When talking about the ‘future of work’, we might be forgiven for feeling that soon there may not be too much of it left for us to do.

Illustrations by Oscar Bolton Green

Another day, another example: a machine performing a complicated task at a speed and with a precision beyond the capability of the human beings who were doing the same job just days before. Whether it is laying bricks, reading legal case files or performing dental surgery, there appears to be no domain of work where robots can not only do it but obviously do it better than us. For those of you who like to feel inadequate, there is even a twitter account dedicated to keeping us up to date on our impending redundancy; humanvsmachine (a bot, appropriately enough) which shares side-by-side gifs of robots outperforming us in every conceivable way, demonstrating robotic supremacy a tweet at a time.

Illustrations by Oscar Bolton Green

There is no longer any serious debate that automation and AI are accelerating us towards profound societal change.

The question now is what we might do about it?

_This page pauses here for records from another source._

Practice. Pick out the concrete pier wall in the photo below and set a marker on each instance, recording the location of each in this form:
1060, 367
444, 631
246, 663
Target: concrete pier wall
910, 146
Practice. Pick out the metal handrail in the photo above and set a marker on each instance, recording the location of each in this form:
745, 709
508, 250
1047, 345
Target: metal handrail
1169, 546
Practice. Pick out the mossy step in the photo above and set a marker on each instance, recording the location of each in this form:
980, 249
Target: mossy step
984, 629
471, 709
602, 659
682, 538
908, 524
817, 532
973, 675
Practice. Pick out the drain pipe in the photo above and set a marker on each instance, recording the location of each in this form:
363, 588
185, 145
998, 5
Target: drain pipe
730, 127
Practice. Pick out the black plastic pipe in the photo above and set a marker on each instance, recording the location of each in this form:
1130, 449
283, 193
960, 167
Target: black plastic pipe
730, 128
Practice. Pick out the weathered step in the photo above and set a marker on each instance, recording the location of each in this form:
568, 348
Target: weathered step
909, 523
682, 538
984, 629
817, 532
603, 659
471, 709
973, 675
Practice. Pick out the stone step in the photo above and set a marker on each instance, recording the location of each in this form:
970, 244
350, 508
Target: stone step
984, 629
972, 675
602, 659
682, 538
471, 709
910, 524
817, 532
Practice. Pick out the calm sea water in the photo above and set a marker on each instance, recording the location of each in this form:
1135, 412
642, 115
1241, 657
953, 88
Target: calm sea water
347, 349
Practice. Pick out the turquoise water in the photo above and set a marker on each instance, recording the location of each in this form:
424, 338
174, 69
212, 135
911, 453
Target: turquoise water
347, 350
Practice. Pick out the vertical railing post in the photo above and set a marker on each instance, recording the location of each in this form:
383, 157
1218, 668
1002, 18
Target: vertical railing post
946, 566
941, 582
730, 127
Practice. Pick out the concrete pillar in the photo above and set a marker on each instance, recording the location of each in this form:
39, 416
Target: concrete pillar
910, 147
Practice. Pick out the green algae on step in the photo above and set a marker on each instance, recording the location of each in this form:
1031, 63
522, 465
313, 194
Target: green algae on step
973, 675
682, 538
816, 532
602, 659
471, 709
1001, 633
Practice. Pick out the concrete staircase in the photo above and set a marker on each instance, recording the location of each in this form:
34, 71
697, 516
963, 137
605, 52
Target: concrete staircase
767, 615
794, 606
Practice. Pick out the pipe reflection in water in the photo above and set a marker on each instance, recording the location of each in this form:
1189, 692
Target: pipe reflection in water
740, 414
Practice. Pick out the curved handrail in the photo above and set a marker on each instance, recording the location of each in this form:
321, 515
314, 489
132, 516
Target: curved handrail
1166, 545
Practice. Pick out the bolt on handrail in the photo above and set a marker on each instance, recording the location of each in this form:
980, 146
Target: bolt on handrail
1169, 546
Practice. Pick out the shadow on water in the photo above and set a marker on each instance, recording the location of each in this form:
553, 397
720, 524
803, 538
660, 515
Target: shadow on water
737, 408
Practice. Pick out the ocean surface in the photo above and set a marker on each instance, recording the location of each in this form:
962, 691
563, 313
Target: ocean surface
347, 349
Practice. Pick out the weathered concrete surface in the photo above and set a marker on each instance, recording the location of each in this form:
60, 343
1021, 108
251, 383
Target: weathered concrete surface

For some, the answer lies in a robust defence of human labour through decoupling from the global economy, reining the forces of free market and legislating for worker protections — we are going to keep humans in work by stopping the robots from taking it from us.

For others, the answer lies in the acceptance of the inevitability of human redundancy, abandoning paid work altogether and instituting some form of universal basic income (UBI) — we cannot compete with the machines as producers, but at least we can keep the economy going by keeping humans in as consumers.

Illustrations by Oscar Bolton Green

And in between these extremes is the ‘optimistic middle’ where new models of work are being developed, such as the vision of the ‘centaur’ worker — a human augmented by robots, rather than being replaced by them. It is also from this optimistic middle that we can draw upon another potential answer. One that neither rejects technology nor embraces it but rather rejects the logic that has driven much of technology innovation over the past 300 years. This is the idea that things and services are valuable not only in of themselves, but also because of the fact that it is people that make and do them. For an economist, this is the return of the labour theory of value. It might also be described as the return of the artisanal economy.